Valencia confirma a Oviedo como fórmula: la Gran Consulta va unida a la primera vuelta

Paloma Valencia tomó la decisión que reordena el tablero electoral: anunció a Paloma Valencia como candidata presidencial y presentó como su fórmula a Juan Daniel Oviedo, un gesto que busca unir al centro y la derecha moderada bajo una sola opción para la primera vuelta. La confirmación se hizo pública tras la Gran Consulta por Colombia, donde ambos fueron los más votados; la fórmula fue oficializada en un video íntimo grabado en la vivienda de la congresista antes de la rueda de prensa con los integrantes de la consulta.

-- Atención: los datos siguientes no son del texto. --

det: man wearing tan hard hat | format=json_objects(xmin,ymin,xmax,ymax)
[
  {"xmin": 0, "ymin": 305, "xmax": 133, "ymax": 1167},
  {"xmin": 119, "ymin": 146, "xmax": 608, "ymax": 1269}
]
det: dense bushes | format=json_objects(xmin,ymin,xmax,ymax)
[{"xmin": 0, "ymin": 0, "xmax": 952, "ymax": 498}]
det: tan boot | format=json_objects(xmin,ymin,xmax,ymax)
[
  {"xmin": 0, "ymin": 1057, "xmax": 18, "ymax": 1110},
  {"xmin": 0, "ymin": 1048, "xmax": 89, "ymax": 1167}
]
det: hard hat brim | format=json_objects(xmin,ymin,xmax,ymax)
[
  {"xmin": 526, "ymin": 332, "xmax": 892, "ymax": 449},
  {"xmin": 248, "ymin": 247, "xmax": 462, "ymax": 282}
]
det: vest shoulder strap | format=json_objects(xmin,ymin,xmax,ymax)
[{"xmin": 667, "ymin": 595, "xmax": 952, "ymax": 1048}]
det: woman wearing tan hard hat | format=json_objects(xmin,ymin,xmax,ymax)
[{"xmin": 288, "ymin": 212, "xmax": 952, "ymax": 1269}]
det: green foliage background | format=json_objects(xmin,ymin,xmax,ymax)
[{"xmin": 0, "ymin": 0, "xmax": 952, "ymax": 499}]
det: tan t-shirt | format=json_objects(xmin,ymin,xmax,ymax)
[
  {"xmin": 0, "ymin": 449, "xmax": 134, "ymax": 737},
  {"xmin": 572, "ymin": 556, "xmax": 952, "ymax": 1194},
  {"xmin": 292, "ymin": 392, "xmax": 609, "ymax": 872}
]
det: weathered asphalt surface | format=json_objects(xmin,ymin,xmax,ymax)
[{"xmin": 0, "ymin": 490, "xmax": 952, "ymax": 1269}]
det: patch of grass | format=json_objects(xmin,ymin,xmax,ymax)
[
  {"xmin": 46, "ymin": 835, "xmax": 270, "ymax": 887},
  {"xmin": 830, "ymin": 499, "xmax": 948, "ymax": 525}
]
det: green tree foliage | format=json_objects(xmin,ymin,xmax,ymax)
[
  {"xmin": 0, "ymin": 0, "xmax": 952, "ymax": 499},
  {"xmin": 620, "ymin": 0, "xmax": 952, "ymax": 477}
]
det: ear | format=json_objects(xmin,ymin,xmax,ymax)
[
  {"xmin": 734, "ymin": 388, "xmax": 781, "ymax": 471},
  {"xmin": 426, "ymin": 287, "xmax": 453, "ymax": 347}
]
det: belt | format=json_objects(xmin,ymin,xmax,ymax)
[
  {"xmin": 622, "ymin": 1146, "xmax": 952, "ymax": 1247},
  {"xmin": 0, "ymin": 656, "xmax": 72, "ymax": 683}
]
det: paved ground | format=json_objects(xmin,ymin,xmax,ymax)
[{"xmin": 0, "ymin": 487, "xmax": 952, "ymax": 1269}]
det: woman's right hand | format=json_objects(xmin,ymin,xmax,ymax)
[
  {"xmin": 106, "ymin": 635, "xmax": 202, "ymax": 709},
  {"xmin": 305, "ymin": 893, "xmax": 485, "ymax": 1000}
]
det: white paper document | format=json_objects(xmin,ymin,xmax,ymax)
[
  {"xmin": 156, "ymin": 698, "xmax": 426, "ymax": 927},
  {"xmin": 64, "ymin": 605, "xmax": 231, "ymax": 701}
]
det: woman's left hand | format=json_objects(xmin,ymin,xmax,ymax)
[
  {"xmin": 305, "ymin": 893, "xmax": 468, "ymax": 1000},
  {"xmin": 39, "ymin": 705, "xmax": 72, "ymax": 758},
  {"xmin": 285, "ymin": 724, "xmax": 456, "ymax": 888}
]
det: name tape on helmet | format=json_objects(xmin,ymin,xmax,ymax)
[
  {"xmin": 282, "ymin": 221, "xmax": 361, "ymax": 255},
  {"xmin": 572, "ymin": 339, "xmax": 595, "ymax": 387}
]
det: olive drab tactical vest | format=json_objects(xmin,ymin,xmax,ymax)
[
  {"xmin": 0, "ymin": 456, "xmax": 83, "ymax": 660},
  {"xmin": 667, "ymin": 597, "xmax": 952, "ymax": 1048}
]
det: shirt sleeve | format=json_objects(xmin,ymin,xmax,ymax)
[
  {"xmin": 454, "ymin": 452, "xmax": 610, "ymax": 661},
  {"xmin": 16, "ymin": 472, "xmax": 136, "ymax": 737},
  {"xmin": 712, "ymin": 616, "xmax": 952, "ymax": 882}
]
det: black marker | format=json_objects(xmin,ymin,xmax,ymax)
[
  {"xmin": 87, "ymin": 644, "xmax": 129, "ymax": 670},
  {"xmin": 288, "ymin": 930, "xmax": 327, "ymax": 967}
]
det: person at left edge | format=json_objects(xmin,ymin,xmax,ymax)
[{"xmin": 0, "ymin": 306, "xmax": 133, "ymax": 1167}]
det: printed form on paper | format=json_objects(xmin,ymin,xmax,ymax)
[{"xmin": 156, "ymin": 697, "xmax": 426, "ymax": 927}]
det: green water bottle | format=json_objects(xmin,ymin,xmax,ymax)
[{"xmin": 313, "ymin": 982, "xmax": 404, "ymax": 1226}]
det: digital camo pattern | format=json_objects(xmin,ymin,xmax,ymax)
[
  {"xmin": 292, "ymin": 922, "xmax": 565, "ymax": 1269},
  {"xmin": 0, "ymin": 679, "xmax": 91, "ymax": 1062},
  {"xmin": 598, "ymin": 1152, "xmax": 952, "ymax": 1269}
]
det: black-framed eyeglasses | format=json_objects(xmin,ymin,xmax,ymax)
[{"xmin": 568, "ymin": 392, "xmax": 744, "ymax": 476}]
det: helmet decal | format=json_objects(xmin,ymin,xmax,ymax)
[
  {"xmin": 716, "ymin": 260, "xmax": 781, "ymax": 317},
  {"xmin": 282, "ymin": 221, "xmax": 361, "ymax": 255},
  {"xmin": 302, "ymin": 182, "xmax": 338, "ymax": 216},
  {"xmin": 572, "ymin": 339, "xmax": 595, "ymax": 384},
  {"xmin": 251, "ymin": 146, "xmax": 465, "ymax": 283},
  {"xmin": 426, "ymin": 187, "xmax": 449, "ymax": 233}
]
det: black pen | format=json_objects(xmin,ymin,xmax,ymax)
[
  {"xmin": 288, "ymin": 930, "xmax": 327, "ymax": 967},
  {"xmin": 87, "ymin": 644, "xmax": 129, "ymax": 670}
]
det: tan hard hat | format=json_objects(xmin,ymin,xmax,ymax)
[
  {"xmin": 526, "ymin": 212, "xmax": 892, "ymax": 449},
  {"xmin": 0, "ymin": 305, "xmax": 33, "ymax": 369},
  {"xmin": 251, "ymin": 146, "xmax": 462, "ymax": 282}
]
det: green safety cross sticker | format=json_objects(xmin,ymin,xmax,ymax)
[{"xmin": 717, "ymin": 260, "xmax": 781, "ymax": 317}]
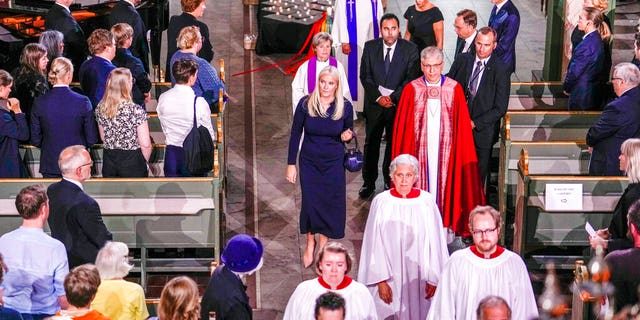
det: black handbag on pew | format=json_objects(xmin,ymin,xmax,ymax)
[
  {"xmin": 182, "ymin": 96, "xmax": 214, "ymax": 176},
  {"xmin": 343, "ymin": 132, "xmax": 364, "ymax": 172}
]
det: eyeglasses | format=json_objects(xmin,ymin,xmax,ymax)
[
  {"xmin": 471, "ymin": 227, "xmax": 498, "ymax": 237},
  {"xmin": 420, "ymin": 61, "xmax": 444, "ymax": 69},
  {"xmin": 78, "ymin": 161, "xmax": 93, "ymax": 168}
]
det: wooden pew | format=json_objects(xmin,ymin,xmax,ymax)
[
  {"xmin": 513, "ymin": 151, "xmax": 629, "ymax": 269},
  {"xmin": 498, "ymin": 111, "xmax": 601, "ymax": 222},
  {"xmin": 509, "ymin": 81, "xmax": 568, "ymax": 110},
  {"xmin": 498, "ymin": 140, "xmax": 590, "ymax": 225}
]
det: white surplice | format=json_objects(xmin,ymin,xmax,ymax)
[
  {"xmin": 331, "ymin": 0, "xmax": 384, "ymax": 112},
  {"xmin": 291, "ymin": 56, "xmax": 356, "ymax": 112},
  {"xmin": 427, "ymin": 248, "xmax": 538, "ymax": 320},
  {"xmin": 358, "ymin": 189, "xmax": 449, "ymax": 319},
  {"xmin": 283, "ymin": 278, "xmax": 378, "ymax": 320}
]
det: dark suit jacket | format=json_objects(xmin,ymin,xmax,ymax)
[
  {"xmin": 47, "ymin": 179, "xmax": 113, "ymax": 268},
  {"xmin": 489, "ymin": 0, "xmax": 520, "ymax": 73},
  {"xmin": 111, "ymin": 48, "xmax": 151, "ymax": 107},
  {"xmin": 109, "ymin": 0, "xmax": 149, "ymax": 73},
  {"xmin": 455, "ymin": 33, "xmax": 478, "ymax": 57},
  {"xmin": 78, "ymin": 56, "xmax": 116, "ymax": 109},
  {"xmin": 31, "ymin": 87, "xmax": 98, "ymax": 175},
  {"xmin": 447, "ymin": 51, "xmax": 511, "ymax": 148},
  {"xmin": 165, "ymin": 12, "xmax": 214, "ymax": 74},
  {"xmin": 200, "ymin": 265, "xmax": 252, "ymax": 320},
  {"xmin": 360, "ymin": 38, "xmax": 420, "ymax": 117},
  {"xmin": 563, "ymin": 31, "xmax": 605, "ymax": 110},
  {"xmin": 587, "ymin": 87, "xmax": 640, "ymax": 176},
  {"xmin": 44, "ymin": 4, "xmax": 89, "ymax": 79}
]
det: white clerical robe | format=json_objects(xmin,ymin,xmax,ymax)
[
  {"xmin": 291, "ymin": 56, "xmax": 356, "ymax": 112},
  {"xmin": 283, "ymin": 277, "xmax": 378, "ymax": 320},
  {"xmin": 427, "ymin": 248, "xmax": 538, "ymax": 320},
  {"xmin": 358, "ymin": 189, "xmax": 449, "ymax": 319},
  {"xmin": 331, "ymin": 0, "xmax": 384, "ymax": 112}
]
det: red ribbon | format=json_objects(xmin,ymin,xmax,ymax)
[{"xmin": 231, "ymin": 12, "xmax": 327, "ymax": 77}]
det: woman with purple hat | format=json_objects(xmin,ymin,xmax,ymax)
[{"xmin": 200, "ymin": 234, "xmax": 263, "ymax": 320}]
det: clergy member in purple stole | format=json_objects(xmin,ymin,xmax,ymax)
[
  {"xmin": 331, "ymin": 0, "xmax": 384, "ymax": 112},
  {"xmin": 291, "ymin": 32, "xmax": 355, "ymax": 115}
]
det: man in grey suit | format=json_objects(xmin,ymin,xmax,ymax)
[
  {"xmin": 359, "ymin": 13, "xmax": 420, "ymax": 199},
  {"xmin": 447, "ymin": 27, "xmax": 511, "ymax": 185}
]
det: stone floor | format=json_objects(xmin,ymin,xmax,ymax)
[{"xmin": 155, "ymin": 0, "xmax": 637, "ymax": 319}]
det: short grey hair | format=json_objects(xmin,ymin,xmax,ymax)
[
  {"xmin": 311, "ymin": 32, "xmax": 333, "ymax": 48},
  {"xmin": 389, "ymin": 153, "xmax": 420, "ymax": 177},
  {"xmin": 613, "ymin": 62, "xmax": 640, "ymax": 87},
  {"xmin": 420, "ymin": 46, "xmax": 444, "ymax": 61},
  {"xmin": 476, "ymin": 296, "xmax": 511, "ymax": 320},
  {"xmin": 58, "ymin": 145, "xmax": 88, "ymax": 176},
  {"xmin": 469, "ymin": 206, "xmax": 502, "ymax": 231},
  {"xmin": 96, "ymin": 241, "xmax": 133, "ymax": 280}
]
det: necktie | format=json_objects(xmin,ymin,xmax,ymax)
[
  {"xmin": 456, "ymin": 37, "xmax": 465, "ymax": 54},
  {"xmin": 489, "ymin": 5, "xmax": 498, "ymax": 27},
  {"xmin": 384, "ymin": 48, "xmax": 391, "ymax": 74},
  {"xmin": 469, "ymin": 61, "xmax": 482, "ymax": 97}
]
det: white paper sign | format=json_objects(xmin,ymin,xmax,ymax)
[{"xmin": 544, "ymin": 183, "xmax": 582, "ymax": 211}]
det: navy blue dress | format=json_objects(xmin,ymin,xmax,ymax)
[
  {"xmin": 0, "ymin": 108, "xmax": 29, "ymax": 178},
  {"xmin": 287, "ymin": 96, "xmax": 353, "ymax": 239}
]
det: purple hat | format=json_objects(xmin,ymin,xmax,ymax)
[{"xmin": 220, "ymin": 234, "xmax": 263, "ymax": 272}]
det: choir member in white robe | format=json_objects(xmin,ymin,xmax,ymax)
[
  {"xmin": 291, "ymin": 32, "xmax": 355, "ymax": 116},
  {"xmin": 427, "ymin": 206, "xmax": 538, "ymax": 320},
  {"xmin": 331, "ymin": 0, "xmax": 384, "ymax": 112},
  {"xmin": 283, "ymin": 241, "xmax": 378, "ymax": 320},
  {"xmin": 358, "ymin": 154, "xmax": 449, "ymax": 319}
]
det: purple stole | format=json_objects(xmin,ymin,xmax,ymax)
[
  {"xmin": 307, "ymin": 56, "xmax": 338, "ymax": 93},
  {"xmin": 345, "ymin": 0, "xmax": 380, "ymax": 100}
]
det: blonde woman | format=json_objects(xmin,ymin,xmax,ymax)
[
  {"xmin": 149, "ymin": 276, "xmax": 200, "ymax": 320},
  {"xmin": 95, "ymin": 68, "xmax": 152, "ymax": 177},
  {"xmin": 286, "ymin": 66, "xmax": 353, "ymax": 268},
  {"xmin": 91, "ymin": 241, "xmax": 149, "ymax": 320},
  {"xmin": 31, "ymin": 57, "xmax": 98, "ymax": 178},
  {"xmin": 589, "ymin": 138, "xmax": 640, "ymax": 252}
]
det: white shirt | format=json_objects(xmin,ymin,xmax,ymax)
[
  {"xmin": 156, "ymin": 84, "xmax": 216, "ymax": 147},
  {"xmin": 427, "ymin": 248, "xmax": 538, "ymax": 320},
  {"xmin": 382, "ymin": 40, "xmax": 398, "ymax": 61},
  {"xmin": 283, "ymin": 278, "xmax": 378, "ymax": 320},
  {"xmin": 358, "ymin": 189, "xmax": 449, "ymax": 320}
]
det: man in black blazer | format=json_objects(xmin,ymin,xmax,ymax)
[
  {"xmin": 359, "ymin": 13, "xmax": 420, "ymax": 198},
  {"xmin": 453, "ymin": 9, "xmax": 478, "ymax": 56},
  {"xmin": 47, "ymin": 145, "xmax": 113, "ymax": 268},
  {"xmin": 165, "ymin": 0, "xmax": 214, "ymax": 74},
  {"xmin": 44, "ymin": 0, "xmax": 89, "ymax": 81},
  {"xmin": 587, "ymin": 62, "xmax": 640, "ymax": 176},
  {"xmin": 109, "ymin": 0, "xmax": 149, "ymax": 73},
  {"xmin": 447, "ymin": 27, "xmax": 511, "ymax": 184}
]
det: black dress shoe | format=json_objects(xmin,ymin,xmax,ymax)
[{"xmin": 358, "ymin": 184, "xmax": 376, "ymax": 199}]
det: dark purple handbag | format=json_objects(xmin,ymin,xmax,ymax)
[{"xmin": 344, "ymin": 133, "xmax": 364, "ymax": 172}]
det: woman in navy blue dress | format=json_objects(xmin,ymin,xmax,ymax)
[
  {"xmin": 0, "ymin": 70, "xmax": 29, "ymax": 178},
  {"xmin": 287, "ymin": 66, "xmax": 353, "ymax": 268}
]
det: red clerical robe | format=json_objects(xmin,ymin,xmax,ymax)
[{"xmin": 391, "ymin": 77, "xmax": 485, "ymax": 236}]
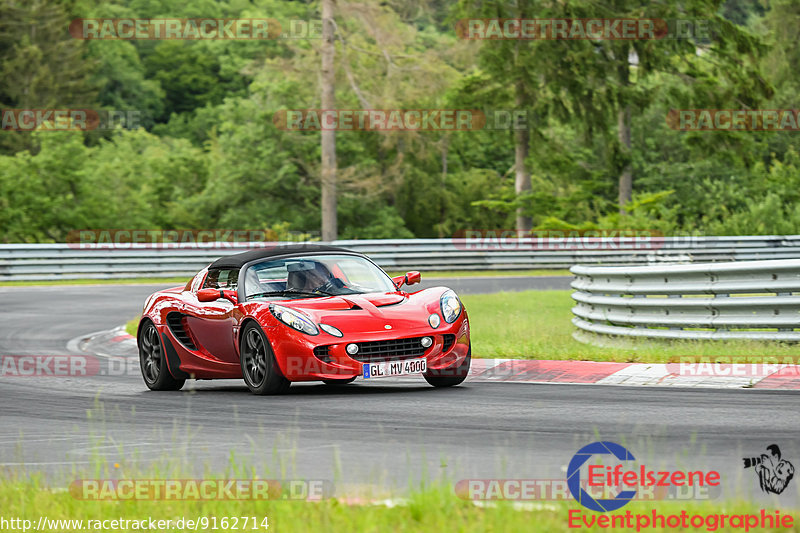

El movimiento es estratégico y directo: Paloma Valencia llega a la carrera presidencial con un respaldo masivo más de 3,2 millones de votos en la consulta y suma a Oviedo, quien obtuvo más de 1,2 millones de apoyos y cuyo perfil exdirector del DANE, experiencia técnica y recorrido como candidato ciudadano independiente complementa la narrativa que la campaña quiere vender: competencia técnica + músculo electoral. Ese empalme pretende atraer votantes de centro que buscan una alternativa a los extremos y capitalizar el amplio caudal de la Gran Consulta, que movilizó millones de tarjetones.

La mezcla tiene efectos prácticos inmediatos. Por un lado, la designación de Oviedo refrenda el propósito explícito de la coalición: presentar una tercería en las urnas para disputar votos frente a los polos más polarizados del país. Por otro, plantea desafíos internos: conservar la cohesión de los más de 5,8 millones que participaron en la Gran Consulta y transformar ese respaldo fragmentado en una estructura competitiva nacional para el 31 de mayo. ¿Cree usted que la suma Valencia Oviedo será suficiente para sostener ese movimiento o, por el contrario, terminará diluyendo apoyos por choque de estilos?

Más allá del gesto simbólico, la elección de Oviedo responde a cálculos concretos: su perfil técnico vinculado a estadísticas, gestión pública y una campaña ciudadana en Bogotá suma credenciales en temas de gobernabilidad y política pública que complementan el discurso político de Valencia, tradicionalmente enfocado en seguridad y valores del sector conservador. Esa complementariedad es precisamente lo que la campaña exhibe como fortaleza para atraer votantes moderados y empresariales que priorizan estabilidad y gestión.

Políticamente, la jugada también busca evitar fugas de votos hacia candidaturas de centro que pudieran disputar ese electorado en la primera vuelta. Pero la operación no es automática: la consolidación exige mensajes claros, propuestas consensuadas y una campaña que muestre capacidad para gobernar en coalición con un Congreso fragmentado. Aquí es donde la sociedad debe mirar con atención: ¿los candidatos presentarán planes concretos y verificables o prevalecerán las promesas generales? Su valoración importa para configurar el debate público.

En síntesis, la fórmula Paloma Valencia–Juan Daniel Oviedo transforma la elección en una competencia con nuevos ejes: técnica vs. política, gestión vs. liderazgo partidista, y la gran pregunta de fondo sobre si un proyecto híbrido puede atraer a quienes hoy se sienten desencantados con los extremos. La respuesta empieza en las urnas del 31 de mayo, pero también en la capacidad de la sociedad para exigir claridad programática y rendición de cuentas. ¿Qué opina usted: esta fórmula puede ganarle a los extremos o será otra coalición más en un Congreso dividido?